Es el que tuvo hambre el otro día y salió a morder un sándwich en el restaurante La Terraza: hoy ese sándwich se llama El Boric.
Es el díscolo que va a residir en el Barrio Yungay, un sector impredecible, plagado de bares, de desdichas y de artistas. Será vecino de un hombre que vende maní. Y de un taxista. Tal vez con ellos tome en la Casa de Gobierno el pisco sólo con dos hielos como le gusta al fiero magallánico.

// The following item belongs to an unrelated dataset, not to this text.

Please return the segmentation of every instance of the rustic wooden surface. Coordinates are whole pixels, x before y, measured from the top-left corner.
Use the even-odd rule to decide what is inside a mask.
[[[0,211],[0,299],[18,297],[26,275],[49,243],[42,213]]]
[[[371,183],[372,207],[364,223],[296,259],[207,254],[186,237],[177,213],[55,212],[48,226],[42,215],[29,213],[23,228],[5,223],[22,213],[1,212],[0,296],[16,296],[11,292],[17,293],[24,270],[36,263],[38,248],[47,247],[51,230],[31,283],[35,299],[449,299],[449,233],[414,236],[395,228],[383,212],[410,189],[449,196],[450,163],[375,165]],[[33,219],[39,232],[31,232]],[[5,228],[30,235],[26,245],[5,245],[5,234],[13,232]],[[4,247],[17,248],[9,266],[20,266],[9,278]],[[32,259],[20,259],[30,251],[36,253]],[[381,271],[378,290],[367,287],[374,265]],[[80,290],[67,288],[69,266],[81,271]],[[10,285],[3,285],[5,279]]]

El otro día paseó por el barrio y en una disquería, por alguna razón, se compró el disco Adiós Sui Géneris y después se topó con un excéntrico que le estrechó la mano. Ese excéntrico relató: “La mano del Presidente es suave, debe untarse en cremas. Es un rey. Es el capo. Ese sí que es el puto amo. Y lo único que sueña es poder ir la mañana del domingo a comprar el pan”.
—Si Boric fuese argentino se dejaría el pelo largo y se abriría la camisa… —dijo un cronista porteño, celoso.
—Si Boric fuese colombiano se iría de parranda en las noches y gobernaría con sandalias —dijo un cronista costeño, celoso.
Pero es nuestro Boric.
El hombre al que le llevan tortas, flores, chocolates. El rockero que ingresó al sistema, el mismo utópico del 2010 que prometió cambiar el mundo. Peinado o despeinado es el mismo de siempre.
Es Boric. El novio de Irina. El hermano de Simón. El amigo de Giorgio.
El Presidente más joven de la historia de Chile.
El primer Presidente que convivirá con una polola en una Casa de Gobierno.
El Presidente al que adjudican un sándwich.
El Presidente de la izquierda feliz que alza el brazo, bendice a la población, con su polera de Black Sabbath.
—¡Gracias! —grita Gabriel Boric y se sube a un auto. Y este 11 de marzo el auto sale disparado rumbo al poder.
Ha comenzado su era.
Señoras y señores, el primer Presidente tatuado de Chile ha comenzado a gobernar.